Figure 4.

The association between DNA damage repair mutations and tumor immune infiltrates in non-hypermutated cases

(A–D) Comparisons of the tumor immune infiltrate signatures in germline and somatic DDR mutated (MUT) and WT cases, including (A) tumor-infiltrating lymphocytes (TILs), (B) cytolytic activity (CYT) score, (C) PD1 expression, and (D) PD-L1 expression. Significance values were generated by linear regression adjusted by patients’ age and genetic principal components and FDR corrected. Gray, blue, and red represent cancer types that meet the criteria of FDR < 0.05 (significant) and FDR > 0.05 (none). The size of the dots represents −log₁₀(FDR).

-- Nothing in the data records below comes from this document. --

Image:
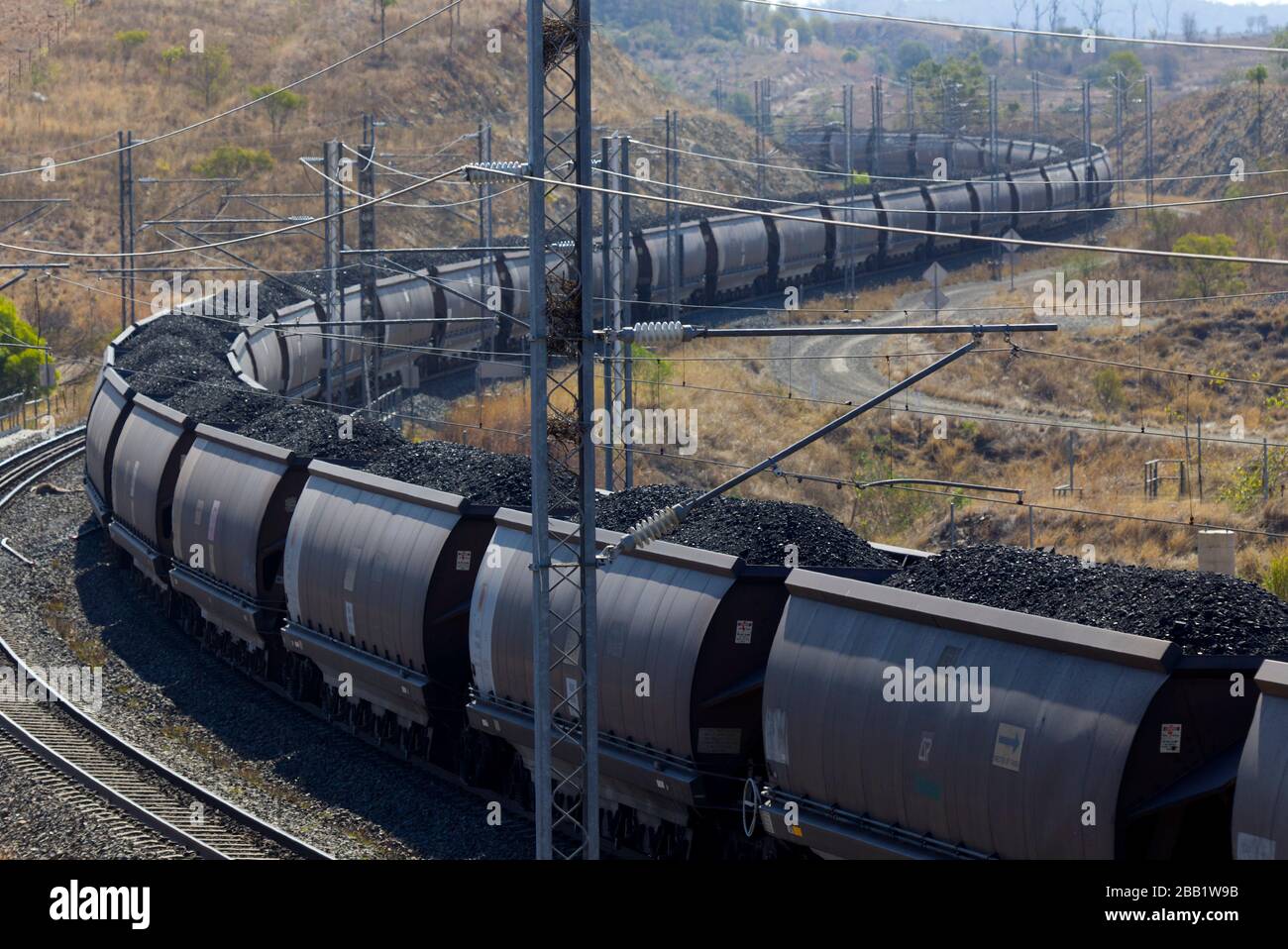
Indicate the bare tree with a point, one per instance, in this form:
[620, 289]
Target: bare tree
[1189, 27]
[1018, 7]
[1162, 24]
[1093, 12]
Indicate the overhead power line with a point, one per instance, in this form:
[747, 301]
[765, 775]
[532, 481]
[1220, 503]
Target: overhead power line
[244, 106]
[890, 228]
[1057, 34]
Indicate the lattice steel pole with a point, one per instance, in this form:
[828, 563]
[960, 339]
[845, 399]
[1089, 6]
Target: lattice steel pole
[1119, 130]
[368, 244]
[331, 244]
[614, 249]
[566, 756]
[848, 233]
[993, 170]
[125, 205]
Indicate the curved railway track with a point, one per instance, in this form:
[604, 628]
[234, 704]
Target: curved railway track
[90, 768]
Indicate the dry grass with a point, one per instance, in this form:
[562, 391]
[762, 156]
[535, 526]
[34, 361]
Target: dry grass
[436, 84]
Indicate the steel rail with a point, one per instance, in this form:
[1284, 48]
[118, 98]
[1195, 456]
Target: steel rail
[220, 834]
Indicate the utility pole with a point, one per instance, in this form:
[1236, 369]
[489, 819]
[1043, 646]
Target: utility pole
[674, 243]
[760, 140]
[484, 155]
[848, 233]
[125, 211]
[1149, 141]
[1086, 153]
[1119, 129]
[877, 121]
[1037, 104]
[368, 245]
[566, 720]
[614, 158]
[993, 167]
[331, 205]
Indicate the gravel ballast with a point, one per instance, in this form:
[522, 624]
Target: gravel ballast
[214, 725]
[1205, 613]
[756, 531]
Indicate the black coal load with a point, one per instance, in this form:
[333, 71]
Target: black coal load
[317, 433]
[172, 334]
[1203, 613]
[480, 475]
[222, 400]
[174, 353]
[756, 531]
[180, 371]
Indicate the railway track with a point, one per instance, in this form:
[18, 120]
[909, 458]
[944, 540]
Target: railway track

(E–H) Comparisons of the correlation coefficients of somatic DDR versus SNV neoantigen load with the somatic DDR versus immune signature, including (E) TILs, (F) CYT score, (G) PD1 expression, and (H) PD-L1 expression.

(I–L) Comparison of the correlation coefficients of somatic DDR versus indel neoantigen load with the somatic DDR versus immune signature, including (I) TILs, (J) CYT score, (K) PD1 expression, and (L) PD-L1 expression.

r represents the Pearson correlation coefficient. The color of the label represents the DDR pathways, including MMR (MLH1, MSH2, MSH3, MSH6, and PMS2), HR (BRCA1/2 and PALB2), sensor (ATM, ATR, and CHEK2) and polymerase (POLE and POLQ). DDR genes annotated with prefix “s” indicate somatic mutations. The axes indicate the correlation coefficients (coef) of linear regression adjusted by patients’ age and genetic components. Dots with significant associations between DDR mutations and immune signatures were labeled in all of the panels.